- In college, I went from preppy sorority twit to punker in two days. At one point, I chopped off all my hair, bleached it white, and dyed it bright blue. My head was glowing blue and I thought that would be an extremely cool look. Then I remembered I had to go home to my parents in a few weeks.
- I was maid of honor in a wedding, and went out to get my now-sensible brown bob a little body-wave. Well, the beautidiot left it on too long, and my hair turned into a burned black poodle with matted knots that rode around the top of my head and barked. Then my hair started falling out in handfuls.

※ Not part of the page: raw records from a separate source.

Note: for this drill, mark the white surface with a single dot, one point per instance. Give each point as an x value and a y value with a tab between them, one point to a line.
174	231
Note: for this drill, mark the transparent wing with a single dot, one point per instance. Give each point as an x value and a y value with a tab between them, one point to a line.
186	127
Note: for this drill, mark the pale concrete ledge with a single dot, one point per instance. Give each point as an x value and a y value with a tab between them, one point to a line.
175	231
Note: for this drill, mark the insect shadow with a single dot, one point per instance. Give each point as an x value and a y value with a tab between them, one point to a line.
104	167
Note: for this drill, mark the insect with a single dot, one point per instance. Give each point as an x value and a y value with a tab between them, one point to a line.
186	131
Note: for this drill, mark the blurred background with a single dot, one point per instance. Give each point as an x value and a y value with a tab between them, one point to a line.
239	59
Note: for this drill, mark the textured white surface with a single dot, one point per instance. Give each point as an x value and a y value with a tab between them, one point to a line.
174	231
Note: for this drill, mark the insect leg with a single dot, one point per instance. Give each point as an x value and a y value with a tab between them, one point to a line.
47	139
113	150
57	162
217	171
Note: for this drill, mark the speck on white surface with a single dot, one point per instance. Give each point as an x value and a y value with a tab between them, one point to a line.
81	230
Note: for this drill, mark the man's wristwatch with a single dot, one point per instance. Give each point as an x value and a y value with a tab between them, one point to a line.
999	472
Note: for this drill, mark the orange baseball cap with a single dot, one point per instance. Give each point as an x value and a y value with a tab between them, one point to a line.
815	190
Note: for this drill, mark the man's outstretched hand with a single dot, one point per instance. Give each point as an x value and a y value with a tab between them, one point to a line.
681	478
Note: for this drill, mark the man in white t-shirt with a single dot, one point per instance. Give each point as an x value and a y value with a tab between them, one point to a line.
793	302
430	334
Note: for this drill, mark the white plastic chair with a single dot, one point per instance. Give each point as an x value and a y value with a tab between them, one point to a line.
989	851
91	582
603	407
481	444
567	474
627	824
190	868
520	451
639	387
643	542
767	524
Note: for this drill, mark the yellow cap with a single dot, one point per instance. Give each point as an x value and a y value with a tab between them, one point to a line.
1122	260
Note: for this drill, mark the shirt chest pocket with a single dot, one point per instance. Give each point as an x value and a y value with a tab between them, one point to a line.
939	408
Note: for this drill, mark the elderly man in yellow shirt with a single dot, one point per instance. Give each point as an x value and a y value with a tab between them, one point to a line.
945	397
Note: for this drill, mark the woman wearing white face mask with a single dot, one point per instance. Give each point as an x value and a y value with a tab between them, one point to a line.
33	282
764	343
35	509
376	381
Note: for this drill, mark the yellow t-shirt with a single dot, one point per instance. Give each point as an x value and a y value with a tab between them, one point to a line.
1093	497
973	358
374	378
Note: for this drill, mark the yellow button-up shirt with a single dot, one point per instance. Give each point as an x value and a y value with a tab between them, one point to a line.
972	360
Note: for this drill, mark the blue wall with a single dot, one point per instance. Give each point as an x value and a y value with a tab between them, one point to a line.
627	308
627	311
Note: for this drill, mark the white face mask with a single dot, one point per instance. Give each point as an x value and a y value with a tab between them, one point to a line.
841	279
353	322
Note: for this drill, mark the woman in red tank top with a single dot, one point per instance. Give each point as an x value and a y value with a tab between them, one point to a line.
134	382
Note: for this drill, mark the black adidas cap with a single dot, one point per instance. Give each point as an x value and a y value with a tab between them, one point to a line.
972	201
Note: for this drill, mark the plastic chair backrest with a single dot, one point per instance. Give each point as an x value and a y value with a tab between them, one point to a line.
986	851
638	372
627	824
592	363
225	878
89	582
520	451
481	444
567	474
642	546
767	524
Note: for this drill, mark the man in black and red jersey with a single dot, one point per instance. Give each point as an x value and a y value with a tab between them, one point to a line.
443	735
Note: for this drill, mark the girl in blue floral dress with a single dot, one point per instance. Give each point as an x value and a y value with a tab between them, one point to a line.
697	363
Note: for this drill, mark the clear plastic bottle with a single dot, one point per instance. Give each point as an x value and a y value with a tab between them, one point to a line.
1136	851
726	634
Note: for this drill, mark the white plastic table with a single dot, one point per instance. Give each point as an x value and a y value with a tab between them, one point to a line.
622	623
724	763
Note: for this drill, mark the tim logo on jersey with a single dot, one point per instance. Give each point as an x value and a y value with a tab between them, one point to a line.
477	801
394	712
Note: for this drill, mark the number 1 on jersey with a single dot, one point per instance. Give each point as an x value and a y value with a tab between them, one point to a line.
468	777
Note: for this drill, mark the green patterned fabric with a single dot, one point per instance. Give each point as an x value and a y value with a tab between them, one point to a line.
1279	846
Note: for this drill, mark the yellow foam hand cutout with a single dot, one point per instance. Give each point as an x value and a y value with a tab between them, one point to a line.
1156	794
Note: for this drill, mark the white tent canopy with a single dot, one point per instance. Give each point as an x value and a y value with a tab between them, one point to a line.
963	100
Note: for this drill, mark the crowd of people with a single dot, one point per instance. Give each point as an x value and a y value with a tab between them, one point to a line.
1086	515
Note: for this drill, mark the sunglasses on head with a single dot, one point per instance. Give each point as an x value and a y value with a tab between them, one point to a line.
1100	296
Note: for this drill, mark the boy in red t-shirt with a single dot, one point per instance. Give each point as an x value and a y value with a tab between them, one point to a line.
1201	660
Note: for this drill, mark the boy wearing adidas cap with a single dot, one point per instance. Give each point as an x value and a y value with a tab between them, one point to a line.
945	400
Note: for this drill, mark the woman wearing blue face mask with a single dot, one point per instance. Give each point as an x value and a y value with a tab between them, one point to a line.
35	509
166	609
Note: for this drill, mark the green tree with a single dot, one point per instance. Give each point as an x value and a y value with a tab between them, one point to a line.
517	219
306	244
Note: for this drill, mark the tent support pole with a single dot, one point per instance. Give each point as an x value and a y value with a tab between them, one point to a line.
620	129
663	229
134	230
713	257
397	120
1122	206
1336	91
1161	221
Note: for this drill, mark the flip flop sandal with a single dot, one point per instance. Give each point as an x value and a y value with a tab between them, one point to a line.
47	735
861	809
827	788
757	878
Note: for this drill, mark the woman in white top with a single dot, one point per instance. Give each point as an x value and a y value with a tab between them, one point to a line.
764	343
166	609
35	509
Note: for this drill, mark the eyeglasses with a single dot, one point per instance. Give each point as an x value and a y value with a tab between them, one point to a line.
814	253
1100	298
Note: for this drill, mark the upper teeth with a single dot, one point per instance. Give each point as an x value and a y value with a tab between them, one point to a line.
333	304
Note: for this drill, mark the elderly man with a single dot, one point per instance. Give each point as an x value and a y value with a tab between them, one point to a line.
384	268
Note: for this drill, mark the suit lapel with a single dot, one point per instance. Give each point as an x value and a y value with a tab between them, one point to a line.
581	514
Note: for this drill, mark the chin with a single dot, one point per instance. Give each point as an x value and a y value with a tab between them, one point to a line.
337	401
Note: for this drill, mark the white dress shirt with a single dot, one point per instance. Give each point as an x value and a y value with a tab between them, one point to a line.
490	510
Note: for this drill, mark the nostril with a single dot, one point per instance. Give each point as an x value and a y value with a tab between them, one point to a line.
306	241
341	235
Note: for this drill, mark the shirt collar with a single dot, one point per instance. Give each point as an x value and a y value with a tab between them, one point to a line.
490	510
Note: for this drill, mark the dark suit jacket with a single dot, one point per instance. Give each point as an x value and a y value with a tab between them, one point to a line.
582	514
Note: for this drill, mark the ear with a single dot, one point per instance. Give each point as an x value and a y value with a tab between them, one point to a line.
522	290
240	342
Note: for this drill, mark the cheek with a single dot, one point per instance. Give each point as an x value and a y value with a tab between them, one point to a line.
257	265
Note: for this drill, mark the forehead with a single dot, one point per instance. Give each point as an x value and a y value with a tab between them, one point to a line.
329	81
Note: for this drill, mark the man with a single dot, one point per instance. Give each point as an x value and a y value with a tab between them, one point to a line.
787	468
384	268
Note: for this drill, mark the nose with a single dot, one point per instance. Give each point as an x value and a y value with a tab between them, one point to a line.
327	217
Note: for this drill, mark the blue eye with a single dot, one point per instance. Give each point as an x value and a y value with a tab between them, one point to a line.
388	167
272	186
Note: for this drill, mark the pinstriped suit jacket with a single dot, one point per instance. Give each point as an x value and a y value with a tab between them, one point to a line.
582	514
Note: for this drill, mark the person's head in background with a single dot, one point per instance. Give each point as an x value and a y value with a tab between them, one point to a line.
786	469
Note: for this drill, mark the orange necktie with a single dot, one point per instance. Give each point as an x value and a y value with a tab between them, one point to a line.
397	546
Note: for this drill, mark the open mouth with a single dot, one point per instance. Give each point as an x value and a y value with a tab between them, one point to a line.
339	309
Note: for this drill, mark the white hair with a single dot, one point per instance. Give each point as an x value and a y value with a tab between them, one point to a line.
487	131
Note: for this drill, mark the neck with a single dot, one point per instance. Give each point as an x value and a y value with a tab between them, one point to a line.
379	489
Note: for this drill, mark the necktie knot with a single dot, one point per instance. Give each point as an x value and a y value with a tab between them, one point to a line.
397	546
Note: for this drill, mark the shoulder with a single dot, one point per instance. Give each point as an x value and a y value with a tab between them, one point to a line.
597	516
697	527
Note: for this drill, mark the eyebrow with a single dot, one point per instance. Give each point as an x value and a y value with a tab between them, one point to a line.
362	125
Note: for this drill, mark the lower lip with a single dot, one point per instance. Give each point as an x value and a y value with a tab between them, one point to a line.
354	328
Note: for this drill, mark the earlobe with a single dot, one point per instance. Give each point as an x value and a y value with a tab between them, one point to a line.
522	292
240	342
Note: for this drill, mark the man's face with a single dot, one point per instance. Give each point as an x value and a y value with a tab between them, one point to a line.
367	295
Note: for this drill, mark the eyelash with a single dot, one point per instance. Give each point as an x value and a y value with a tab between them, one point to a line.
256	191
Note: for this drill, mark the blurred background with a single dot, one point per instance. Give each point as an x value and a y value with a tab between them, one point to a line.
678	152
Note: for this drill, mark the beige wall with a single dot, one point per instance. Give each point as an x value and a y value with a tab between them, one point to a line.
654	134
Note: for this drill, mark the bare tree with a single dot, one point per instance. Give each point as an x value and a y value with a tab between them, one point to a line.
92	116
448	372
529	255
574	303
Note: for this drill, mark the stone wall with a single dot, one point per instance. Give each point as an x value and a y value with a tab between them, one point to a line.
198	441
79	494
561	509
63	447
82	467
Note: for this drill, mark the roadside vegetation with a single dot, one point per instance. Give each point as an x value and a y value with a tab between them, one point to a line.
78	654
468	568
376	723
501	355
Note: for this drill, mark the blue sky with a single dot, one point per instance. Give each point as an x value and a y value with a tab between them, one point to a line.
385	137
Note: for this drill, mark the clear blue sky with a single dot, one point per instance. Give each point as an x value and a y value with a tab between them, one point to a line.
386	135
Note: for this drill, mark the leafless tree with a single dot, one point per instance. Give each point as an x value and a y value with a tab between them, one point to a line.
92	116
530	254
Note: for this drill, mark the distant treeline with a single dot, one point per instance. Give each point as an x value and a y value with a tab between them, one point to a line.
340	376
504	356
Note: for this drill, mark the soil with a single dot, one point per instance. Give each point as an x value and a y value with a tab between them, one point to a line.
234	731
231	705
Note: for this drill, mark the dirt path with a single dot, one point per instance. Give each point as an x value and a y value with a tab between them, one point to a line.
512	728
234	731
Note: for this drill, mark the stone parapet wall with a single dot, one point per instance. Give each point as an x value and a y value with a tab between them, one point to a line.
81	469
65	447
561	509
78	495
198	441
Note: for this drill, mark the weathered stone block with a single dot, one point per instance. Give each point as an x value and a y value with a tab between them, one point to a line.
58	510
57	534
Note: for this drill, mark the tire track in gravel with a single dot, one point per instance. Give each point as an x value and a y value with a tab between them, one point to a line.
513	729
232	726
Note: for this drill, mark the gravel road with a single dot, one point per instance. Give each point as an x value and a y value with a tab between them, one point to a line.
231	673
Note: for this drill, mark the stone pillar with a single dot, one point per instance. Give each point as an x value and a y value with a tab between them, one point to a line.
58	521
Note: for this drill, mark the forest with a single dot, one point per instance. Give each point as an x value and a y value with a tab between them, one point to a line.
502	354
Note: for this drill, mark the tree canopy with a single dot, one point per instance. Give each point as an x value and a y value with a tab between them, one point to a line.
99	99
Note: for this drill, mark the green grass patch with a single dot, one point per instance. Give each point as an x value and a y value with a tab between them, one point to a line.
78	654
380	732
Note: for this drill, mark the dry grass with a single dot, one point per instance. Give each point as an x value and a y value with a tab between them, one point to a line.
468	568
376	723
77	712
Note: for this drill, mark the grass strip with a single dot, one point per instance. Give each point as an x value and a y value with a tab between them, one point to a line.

For the wedding, I took what I had left, poured on an entire bottle of French conditioner, and tried to smile. The bride kept asking "is something burning?"
- In a fit of cheap stupidity, I went to an 80 year old barber and asked for a boy cut. I'll say no more about that one.
Sunday, September 24, 2006
Sahara's trying on the Shannon hair look for a while, and on hot days, I'm just a little envious. I have a thick mop of hair and it's often hot, in my eyes, and hugely annoying. But three times, I contemplated shaving my head, really.
Now, I will say two serious things. Sahara is cool as all get out for embracing her own skull. Brava, young lady! And second, I'm inviting those of you who have the hair and the interest to check out Locks of Love and think about donating a ponytail or two so that other kids with cancer can get the wigs they want and need.